SB 278 also enacts the Cannabis Tax Act (CTA). It imposes a 15 percent excise tax on cannabis sales tax on retailers who sell marijuana items, the net receipts from which are to be distributed under the Tax Administration Act as follows:
-40 percent to the public school fund to augment state equalization guarantee distribution
-23 percent to the substance abuse prevention and behavioral health fund (a new fund
created in this act administered by the DOH for alcohol and substance abuse prevention,
early intervention and treatment and related services);
-20 percent to the cannabis revenue economic development fund (another new fund administered by the Economic Development Department for local and regional economic development and training, including for formerly incarcerated persons);
-7.5 percent to the district attorney public safety fund (another new fund administered by AODA for certain arrest and incarceration diversion programs for low-level drug related offenses and development of intoxicated driving detection programs;
-7.5 percent to the public defender public safety fund (another new fund administered by the public defender department for its operations); and
-2 percent to the medical cannabis subsidy fund (the last new fund administered by DOH
to support qualified patients).
The CTA also authorizes a five percent county and a five percent municipal cannabis tax, subject to approval by the electorate and a deduction of up to three percent by TRD to cover the administrative costs of collection. The balance may be used by the local public body for its general governmental purposes.

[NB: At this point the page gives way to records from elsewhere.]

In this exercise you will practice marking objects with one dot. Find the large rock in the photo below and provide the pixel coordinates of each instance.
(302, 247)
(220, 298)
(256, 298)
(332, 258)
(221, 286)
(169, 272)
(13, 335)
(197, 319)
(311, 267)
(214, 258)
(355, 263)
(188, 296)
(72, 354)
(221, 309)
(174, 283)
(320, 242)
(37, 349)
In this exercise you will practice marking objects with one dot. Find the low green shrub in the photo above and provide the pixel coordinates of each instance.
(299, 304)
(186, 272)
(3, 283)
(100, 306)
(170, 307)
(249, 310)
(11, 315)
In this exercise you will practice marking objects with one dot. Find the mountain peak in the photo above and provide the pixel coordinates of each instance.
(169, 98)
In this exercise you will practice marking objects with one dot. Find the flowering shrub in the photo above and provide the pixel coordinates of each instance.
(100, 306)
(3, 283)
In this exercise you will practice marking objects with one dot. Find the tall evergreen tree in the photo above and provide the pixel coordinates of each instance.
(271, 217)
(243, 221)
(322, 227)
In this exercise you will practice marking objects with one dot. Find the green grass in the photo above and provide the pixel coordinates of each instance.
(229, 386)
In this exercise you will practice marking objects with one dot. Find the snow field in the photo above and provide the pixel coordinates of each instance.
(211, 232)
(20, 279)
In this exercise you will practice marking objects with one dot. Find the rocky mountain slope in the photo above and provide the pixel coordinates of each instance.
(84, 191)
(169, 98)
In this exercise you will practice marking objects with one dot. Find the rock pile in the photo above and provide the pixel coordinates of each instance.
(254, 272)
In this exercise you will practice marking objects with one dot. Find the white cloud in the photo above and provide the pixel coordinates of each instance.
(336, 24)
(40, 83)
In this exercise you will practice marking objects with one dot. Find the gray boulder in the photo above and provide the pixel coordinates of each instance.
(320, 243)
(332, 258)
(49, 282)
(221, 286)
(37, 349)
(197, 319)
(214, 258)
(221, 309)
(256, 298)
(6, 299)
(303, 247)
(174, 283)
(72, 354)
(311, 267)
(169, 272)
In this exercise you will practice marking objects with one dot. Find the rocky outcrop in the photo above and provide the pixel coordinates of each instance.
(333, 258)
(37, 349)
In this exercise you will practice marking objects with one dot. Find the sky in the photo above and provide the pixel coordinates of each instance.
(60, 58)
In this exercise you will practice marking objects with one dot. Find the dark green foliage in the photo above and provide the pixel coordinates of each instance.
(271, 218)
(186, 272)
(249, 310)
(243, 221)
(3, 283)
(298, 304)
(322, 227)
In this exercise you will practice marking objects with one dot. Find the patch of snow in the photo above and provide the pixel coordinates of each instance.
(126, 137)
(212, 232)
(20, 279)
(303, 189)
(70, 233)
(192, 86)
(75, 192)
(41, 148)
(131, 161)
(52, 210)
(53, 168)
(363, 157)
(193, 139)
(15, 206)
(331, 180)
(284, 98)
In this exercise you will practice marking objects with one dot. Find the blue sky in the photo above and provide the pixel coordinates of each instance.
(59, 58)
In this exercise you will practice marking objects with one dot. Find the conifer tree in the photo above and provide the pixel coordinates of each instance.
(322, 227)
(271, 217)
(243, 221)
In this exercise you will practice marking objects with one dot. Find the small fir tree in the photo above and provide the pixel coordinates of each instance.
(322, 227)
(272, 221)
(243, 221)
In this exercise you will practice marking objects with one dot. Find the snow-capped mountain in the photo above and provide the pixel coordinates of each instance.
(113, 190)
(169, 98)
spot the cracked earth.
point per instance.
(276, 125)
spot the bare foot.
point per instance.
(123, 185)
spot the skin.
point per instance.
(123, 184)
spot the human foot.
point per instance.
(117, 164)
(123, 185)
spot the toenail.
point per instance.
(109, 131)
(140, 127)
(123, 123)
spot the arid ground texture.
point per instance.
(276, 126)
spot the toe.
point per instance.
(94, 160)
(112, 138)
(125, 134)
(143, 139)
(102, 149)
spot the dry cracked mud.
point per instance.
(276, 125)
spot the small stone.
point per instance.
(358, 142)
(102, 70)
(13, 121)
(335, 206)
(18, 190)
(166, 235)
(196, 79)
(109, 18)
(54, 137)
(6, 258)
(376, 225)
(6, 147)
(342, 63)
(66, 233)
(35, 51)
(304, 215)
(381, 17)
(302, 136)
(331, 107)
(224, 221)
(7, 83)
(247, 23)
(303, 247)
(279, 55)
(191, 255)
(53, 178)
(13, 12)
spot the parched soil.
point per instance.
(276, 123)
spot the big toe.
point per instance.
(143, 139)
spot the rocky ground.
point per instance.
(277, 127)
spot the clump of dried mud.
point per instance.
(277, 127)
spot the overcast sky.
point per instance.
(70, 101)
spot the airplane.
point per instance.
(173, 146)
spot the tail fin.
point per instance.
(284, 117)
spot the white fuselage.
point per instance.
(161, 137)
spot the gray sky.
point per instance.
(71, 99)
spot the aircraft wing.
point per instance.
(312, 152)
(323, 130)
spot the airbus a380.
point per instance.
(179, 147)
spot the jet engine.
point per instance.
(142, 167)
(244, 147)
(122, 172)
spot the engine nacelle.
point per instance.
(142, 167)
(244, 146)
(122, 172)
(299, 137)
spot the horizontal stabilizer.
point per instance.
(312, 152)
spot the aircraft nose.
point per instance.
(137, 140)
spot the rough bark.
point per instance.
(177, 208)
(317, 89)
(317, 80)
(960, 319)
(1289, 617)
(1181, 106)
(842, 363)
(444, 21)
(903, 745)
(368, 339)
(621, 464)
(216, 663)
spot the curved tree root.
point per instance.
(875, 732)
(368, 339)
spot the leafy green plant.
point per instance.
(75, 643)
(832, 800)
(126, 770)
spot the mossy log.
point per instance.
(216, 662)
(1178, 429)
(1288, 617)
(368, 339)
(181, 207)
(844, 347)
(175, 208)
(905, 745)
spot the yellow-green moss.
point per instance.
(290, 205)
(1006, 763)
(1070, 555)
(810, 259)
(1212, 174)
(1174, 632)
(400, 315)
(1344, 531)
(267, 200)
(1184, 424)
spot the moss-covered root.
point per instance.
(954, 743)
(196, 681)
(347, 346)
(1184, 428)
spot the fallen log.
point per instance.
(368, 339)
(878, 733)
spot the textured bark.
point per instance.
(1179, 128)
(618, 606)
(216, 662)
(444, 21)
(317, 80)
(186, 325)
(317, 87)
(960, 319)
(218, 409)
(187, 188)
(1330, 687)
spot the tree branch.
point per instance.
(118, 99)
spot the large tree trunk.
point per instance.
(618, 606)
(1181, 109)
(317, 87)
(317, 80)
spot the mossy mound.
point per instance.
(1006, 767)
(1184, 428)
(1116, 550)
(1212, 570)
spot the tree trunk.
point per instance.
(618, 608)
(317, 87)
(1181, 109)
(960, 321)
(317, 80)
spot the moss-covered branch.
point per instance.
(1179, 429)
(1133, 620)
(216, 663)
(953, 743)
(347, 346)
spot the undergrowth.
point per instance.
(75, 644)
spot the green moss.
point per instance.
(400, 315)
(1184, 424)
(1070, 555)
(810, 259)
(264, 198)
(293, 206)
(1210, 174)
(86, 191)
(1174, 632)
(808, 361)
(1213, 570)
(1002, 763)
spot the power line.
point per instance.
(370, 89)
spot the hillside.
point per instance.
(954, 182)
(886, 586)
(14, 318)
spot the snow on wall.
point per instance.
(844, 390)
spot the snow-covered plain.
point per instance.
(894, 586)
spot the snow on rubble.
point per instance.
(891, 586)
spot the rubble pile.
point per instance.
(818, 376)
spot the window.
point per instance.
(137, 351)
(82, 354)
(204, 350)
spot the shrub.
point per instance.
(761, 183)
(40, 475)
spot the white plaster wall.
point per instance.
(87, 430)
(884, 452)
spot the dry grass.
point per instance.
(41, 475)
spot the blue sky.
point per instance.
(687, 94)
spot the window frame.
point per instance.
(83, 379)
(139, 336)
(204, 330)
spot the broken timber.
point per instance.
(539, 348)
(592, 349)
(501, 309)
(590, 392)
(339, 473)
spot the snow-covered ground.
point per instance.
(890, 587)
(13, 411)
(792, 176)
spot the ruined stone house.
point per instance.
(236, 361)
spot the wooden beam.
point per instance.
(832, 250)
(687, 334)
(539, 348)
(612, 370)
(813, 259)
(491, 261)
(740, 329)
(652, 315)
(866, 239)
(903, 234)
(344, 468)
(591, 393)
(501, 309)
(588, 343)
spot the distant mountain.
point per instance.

The amendments to LECCA and provisions in CRFA more generally substitute the control board for DOH as the rule-maker and overseer of the medical cannabis program generally, although DOH continues to perform identification and licensing functions. They also impose licensing fee amounts on producers consistent with those imposed in the recreational use program. SB 278 also amends other existing state law, including the Controlled Substances Act, to exempt conduct authorized by the CRFA from their provisions. It also reduces some criminal penalties relating to possessing, possessing with intent to distribute, distributing, and trafficking
As New Mexico works to define a model for cannabis legalization that protects and improves the state’s medical cannabis program and puts patients first as well, lawmakers have a lot of history to contend with. New Mexico’s medical cannabis history started in 1978 (After public hearings the legislature enacted H.B. 329, the nation’s first law recognizing the medical value of cannabis). In an Albuquerque Journal poll conducted in October 2016, 61 percent of likely voters said they would support a measure to legalize recreational cannabis for adults age 21 and older.
It’s really important for all people within the cannabis community to know they are the power; the government, legislators & policy makers are lead to us and We have the power to change the laws and government - people in it, policy being written, and overturning rules & regulations that disrupt safe access to our medicine. Not one state’s medical cannabis law is perfect, they are working pieces of democracy and this is where WE can establish patient lead policy in New Mexico and other states. We have the science, the research, the knowledge - the information the policy makers need to have and we need to get it in front of legislators.